But Anne and Eleanor had their own toilettes to make and paid no further attention to Barbara. She managed to remove some of the carmine, and pat down her hair, hot she could not do things as the French maid generally did them to add to her beauty. Feeling dissatisfied with her appearance made Barbara irritable, but she remained in the room criticizing everything the two other girls did or said. Then just before the horn sounded for supper, a knock came at the door.

"Come in!" called Anne, buttoning her white suede boots.

"'S onny me. Ah jes' wanta ast you-all ef it is right in city sassiety, fur a widder of six months' standin' t' go t' a party whar onny old frien's will be. Thar won't be no sky-larkin' er high-jinks, yo' know!"

Sary's anxious tone expressed her eagerness for a favorable reply to her query on widowhood. Eleanor looked at Anne to answer, so she took the initiative.

"Certainly, Sary—come right along and enjoy yourself."

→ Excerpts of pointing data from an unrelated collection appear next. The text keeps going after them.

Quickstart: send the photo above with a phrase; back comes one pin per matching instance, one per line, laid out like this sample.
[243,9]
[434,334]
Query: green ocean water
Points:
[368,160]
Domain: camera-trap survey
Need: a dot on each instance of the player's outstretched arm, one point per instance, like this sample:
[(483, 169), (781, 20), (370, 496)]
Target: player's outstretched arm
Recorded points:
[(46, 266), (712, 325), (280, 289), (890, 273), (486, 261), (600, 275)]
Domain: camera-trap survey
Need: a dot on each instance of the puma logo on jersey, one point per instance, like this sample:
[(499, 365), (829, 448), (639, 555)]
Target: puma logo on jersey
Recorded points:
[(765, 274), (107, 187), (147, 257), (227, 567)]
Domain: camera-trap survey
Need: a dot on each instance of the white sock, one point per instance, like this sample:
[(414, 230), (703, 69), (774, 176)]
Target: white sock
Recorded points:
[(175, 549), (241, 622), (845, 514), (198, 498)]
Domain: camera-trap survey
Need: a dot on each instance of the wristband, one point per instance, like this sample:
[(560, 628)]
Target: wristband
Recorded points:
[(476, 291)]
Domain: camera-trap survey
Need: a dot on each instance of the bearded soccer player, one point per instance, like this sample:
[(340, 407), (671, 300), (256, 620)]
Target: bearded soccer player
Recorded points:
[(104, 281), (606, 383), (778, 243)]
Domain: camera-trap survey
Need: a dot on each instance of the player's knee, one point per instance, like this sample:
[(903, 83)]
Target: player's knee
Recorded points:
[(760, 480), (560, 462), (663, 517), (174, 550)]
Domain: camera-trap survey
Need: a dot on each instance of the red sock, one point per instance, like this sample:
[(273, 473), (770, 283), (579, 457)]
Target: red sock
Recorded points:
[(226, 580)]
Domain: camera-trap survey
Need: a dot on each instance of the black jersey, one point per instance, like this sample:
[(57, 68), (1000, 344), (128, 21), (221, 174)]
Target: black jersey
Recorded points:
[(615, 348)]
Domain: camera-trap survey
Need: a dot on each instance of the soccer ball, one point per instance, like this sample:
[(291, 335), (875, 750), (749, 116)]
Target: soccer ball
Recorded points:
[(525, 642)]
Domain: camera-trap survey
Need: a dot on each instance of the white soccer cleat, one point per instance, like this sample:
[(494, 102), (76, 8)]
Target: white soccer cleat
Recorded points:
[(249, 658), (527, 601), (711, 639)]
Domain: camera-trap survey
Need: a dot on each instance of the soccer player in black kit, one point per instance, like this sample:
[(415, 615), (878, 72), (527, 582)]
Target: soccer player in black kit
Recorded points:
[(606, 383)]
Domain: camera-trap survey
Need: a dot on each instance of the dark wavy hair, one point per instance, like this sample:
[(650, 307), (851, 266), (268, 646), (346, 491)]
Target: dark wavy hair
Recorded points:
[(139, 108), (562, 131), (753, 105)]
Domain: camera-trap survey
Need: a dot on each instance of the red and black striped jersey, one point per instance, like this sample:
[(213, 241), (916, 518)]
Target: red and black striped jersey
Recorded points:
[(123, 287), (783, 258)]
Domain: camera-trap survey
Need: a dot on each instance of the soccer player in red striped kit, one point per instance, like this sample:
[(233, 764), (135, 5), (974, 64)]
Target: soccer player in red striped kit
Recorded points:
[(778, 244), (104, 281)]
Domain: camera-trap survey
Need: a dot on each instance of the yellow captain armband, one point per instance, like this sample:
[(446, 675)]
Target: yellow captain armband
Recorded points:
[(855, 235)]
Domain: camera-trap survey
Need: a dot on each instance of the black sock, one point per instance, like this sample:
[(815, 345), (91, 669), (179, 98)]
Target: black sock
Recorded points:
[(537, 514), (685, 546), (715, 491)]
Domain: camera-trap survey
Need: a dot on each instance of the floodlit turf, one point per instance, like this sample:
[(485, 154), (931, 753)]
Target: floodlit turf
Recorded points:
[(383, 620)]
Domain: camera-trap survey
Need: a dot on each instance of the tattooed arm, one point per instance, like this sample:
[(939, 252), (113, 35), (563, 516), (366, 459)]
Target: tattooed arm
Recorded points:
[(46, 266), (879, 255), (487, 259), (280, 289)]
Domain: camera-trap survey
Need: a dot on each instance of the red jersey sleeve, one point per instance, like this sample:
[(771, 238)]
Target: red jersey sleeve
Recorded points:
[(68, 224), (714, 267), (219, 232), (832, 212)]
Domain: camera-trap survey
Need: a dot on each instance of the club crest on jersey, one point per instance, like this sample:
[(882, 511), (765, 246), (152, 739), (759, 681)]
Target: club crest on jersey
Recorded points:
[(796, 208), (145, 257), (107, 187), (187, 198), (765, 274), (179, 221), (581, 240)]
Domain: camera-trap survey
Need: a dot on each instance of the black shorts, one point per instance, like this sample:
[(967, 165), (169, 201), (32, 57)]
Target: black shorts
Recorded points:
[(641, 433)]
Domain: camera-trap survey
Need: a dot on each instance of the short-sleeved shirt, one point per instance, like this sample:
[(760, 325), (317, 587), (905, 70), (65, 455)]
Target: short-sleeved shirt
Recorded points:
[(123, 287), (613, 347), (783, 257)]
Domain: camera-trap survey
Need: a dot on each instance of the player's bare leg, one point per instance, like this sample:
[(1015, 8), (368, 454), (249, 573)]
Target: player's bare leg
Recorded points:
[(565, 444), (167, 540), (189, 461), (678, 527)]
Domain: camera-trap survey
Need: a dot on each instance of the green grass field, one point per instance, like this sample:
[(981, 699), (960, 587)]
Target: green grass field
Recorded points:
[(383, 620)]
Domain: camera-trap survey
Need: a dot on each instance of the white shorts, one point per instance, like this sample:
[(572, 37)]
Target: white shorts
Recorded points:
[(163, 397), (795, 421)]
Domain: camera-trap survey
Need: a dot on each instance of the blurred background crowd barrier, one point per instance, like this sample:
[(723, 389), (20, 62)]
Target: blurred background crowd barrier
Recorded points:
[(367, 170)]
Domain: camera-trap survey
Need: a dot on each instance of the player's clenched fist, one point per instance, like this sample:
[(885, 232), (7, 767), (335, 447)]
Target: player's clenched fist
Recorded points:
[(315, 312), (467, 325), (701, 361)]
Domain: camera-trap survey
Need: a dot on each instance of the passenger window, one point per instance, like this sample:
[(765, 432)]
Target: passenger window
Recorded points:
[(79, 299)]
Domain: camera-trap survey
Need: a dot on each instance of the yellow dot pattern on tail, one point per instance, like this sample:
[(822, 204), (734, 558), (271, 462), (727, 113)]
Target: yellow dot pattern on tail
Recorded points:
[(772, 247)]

Barbara was shocked. "The help's not going—surely!"

"Humph! Miss Halsey ast me afore she mentioned you-all!" snapped Sary, quite able to defend herself against Barbara's pride.

"Oh, Bob doesn't mean it that way, Sary," said Eleanor, giving her sister a backward kick for silence.

"Of course not! Bob means that your mourning might prevent your attending the dance. But seeing we are all old friends from ranches round about, it will be like meeting your family," added Anne, the pacifist.

"Wall, then, Ah'll go," sighed Sary, as if loath to join a merry throng. "But Ah hez t' have a smitch of somethin' like-ez-how Miss Bob hez fer her shoulders, cuz my neck's gettin' scrawny now."